Edinburgh, Fife & East Scotland

Noise concern over Edinburgh Airport flight path changes

Edinburgh Airport Image copyright Getty Images
Image caption The airport says the changes are necessary to cope with growing numbers of passengers

Almost 4,000 people have responded to a second public consultation on Edinburgh Airport's proposals to change its flight paths.

Concern about increased noise remains the single biggest issue for respondents, followed by the impact on communities and the environment.

More than half of all respondents said they disagreed with the proposals.

Edinburgh Airport says the changes are necessary to cope with increasing numbers of passengers.

But some residents have argued they have already been affected by noise pollution from changes in the flight paths and have accused the airport of pushing ahead with expansion without considering other ways to increase capacity.

Campaign Group Edinburgh Airport Watch said the report was an "overwhelming thumbs down" for the proposals.

The group has also questioned why the airport had chosen not to publish the responses it received in full and criticised the way the data was gathered.

The results of the first consultation were published in November.

The airport's chief executive, Gordon Dewar, said the modernisation of the airspace to cope with growing numbers of passengers had to be balanced with the impact on local communities.

"We have actively listened and had those discussions - full-blooded at times - to gain a greater understanding of the public's view on these proposals, which was the key aim from this second consultation," he said.

"We now have these views and will carefully consider them as we shape our final proposals to the CAA later this summer."

Image copyright Getty Images
Image caption Residents living close to the airport say they are concerned by the increased levels of noise

Mr Dewar also acknowledged that "embarrassing" mistakes had been made during the consultation process, referring to the loss of almost 200 of the public's responses during the initial consultation.

He added: "I want to personally thank everyone who has engaged with and taken an interest in our Airspace Change Programme - it has enriched our understanding of your concerns and opinions about the options we set out, and I assure you that we have listened to you and your views loud and clear."

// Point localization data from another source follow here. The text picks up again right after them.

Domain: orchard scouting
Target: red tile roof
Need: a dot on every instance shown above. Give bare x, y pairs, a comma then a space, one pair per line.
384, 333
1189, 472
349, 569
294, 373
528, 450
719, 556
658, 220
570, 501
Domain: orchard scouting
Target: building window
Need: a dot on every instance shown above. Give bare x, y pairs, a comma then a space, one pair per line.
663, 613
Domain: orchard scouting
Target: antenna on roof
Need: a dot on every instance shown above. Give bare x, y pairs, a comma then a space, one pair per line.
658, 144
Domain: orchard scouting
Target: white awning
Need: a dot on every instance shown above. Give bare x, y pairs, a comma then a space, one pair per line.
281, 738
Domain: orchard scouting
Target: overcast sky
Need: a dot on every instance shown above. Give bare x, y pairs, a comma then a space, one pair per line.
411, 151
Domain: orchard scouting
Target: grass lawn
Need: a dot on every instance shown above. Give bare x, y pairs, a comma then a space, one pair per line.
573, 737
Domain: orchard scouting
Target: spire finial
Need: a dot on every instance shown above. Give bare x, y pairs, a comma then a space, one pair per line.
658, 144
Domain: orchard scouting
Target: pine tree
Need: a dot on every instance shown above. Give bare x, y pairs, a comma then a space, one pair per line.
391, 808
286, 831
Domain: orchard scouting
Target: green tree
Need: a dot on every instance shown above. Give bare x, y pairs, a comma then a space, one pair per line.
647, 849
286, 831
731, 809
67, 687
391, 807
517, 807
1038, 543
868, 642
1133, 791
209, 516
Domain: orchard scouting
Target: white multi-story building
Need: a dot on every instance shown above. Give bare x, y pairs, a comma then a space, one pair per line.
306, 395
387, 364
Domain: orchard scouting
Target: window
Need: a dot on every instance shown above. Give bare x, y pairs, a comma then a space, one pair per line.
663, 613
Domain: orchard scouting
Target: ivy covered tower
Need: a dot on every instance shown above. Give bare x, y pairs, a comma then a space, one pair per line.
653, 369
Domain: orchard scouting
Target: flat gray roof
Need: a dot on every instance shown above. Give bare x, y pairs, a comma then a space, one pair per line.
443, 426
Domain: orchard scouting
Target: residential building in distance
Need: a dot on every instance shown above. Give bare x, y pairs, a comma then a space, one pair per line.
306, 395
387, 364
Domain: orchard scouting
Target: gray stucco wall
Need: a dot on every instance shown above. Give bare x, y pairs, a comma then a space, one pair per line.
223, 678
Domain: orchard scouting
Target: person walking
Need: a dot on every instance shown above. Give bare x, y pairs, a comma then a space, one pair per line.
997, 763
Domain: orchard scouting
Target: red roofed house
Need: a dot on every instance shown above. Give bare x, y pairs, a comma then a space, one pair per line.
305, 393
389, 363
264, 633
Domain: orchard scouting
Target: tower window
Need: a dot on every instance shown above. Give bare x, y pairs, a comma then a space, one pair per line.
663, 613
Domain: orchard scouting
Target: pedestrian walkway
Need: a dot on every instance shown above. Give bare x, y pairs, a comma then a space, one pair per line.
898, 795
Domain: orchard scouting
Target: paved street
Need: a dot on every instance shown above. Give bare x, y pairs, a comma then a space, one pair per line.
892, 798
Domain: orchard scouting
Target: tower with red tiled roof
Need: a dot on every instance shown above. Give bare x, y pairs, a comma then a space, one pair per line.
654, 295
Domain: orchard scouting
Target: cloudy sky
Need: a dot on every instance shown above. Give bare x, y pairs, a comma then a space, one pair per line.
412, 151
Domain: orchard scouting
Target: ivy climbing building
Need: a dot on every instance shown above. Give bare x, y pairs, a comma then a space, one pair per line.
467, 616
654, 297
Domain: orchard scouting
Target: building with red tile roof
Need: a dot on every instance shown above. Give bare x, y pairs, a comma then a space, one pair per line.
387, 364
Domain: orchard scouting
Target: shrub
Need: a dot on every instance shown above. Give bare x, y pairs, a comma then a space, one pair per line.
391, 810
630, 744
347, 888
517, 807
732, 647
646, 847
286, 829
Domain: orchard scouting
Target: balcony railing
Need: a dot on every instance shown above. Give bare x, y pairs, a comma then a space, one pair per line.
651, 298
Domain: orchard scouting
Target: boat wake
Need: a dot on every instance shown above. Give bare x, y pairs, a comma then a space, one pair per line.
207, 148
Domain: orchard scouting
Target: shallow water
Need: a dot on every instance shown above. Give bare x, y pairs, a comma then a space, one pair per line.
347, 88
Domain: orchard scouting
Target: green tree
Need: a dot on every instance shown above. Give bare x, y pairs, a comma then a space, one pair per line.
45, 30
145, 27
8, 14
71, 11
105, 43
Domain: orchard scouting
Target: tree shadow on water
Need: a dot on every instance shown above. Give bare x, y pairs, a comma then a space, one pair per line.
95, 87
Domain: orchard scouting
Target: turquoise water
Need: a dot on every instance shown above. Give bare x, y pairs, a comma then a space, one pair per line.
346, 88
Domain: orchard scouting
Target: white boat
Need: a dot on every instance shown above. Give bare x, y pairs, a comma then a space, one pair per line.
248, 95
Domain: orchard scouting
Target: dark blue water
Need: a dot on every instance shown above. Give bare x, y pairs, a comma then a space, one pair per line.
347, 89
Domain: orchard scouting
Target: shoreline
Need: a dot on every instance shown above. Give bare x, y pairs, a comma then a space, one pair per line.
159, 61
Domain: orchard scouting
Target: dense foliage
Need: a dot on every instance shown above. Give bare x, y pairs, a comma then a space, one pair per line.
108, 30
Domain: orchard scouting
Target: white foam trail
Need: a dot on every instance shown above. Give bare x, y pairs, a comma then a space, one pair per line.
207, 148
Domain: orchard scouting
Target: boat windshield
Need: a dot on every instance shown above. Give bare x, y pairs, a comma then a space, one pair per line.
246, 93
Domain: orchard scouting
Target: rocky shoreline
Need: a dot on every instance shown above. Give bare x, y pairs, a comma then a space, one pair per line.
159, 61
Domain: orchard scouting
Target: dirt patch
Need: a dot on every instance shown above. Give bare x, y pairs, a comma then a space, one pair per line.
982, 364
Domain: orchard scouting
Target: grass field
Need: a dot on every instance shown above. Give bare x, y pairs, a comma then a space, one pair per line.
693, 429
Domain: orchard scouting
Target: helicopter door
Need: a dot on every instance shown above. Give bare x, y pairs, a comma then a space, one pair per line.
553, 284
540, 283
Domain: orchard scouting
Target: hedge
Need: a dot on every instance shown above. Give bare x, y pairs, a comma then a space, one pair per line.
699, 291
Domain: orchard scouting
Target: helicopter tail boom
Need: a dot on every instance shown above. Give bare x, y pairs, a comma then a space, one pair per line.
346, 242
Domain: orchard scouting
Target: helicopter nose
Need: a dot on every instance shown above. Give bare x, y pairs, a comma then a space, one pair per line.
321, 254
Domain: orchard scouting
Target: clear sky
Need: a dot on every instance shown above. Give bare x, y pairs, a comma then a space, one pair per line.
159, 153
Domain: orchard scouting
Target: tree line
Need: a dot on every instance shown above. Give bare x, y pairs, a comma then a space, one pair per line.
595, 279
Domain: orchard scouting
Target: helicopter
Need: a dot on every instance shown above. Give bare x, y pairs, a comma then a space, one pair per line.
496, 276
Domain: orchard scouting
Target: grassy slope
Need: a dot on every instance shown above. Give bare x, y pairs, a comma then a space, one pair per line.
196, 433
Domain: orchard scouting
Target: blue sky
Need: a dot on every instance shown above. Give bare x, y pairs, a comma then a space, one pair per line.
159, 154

Of the 3,921 individual respondents to the second consultation, 52% of people said they disagreed with the airport's proposals, whereas 28% said they agreed and 20% were neutral.

There were 4,048 negative comments about the impact of noise and 2,412 negative comments about the consultation itself.

But according to the the report, 1,777 people said they believed the new flight paths would have "minimal population impact".

'Unfit process'

The Ineos plant at Grangemouth expressed a concern that flights over the refinery could be a safety risk.

The plant's objection, quoted in the report, says: "Our concern is that no flights go over the Ineos Grangemouth Petrochemical site. We have a duty under the COMAH [Control of Major Accident Hazards] Regulations 2015 to minimise risk from our site."

A spokesman for Edinburgh Airport Watch said Edinburgh Airport had "repeatedly failed" to review the quality of its consultation material before publication and had now admitted making "multiple errors".

"We question whether the findings derived from such an unfit process can be relied upon, and again we find some of the methods the airport has used to present the data disappointingly misleading," he said.

"A staggering 52% of responders rejected the proposals, yet astonishingly, the airport maintains it will press ahead with further changes to the airspace.

"This is simply not acceptable to communities who continue to dispute that these changes are necessary or justified."

Green MSP Mark Ruskell said he could not see how Edinburgh Airport could justify implementing any of the new flight paths while still claiming to have listened to the public.

He added: "Concerns over noise, air pollution and wildlife were top of peoples' complaints - these are issues which affect us all and shifting a line on a map is not going to change this."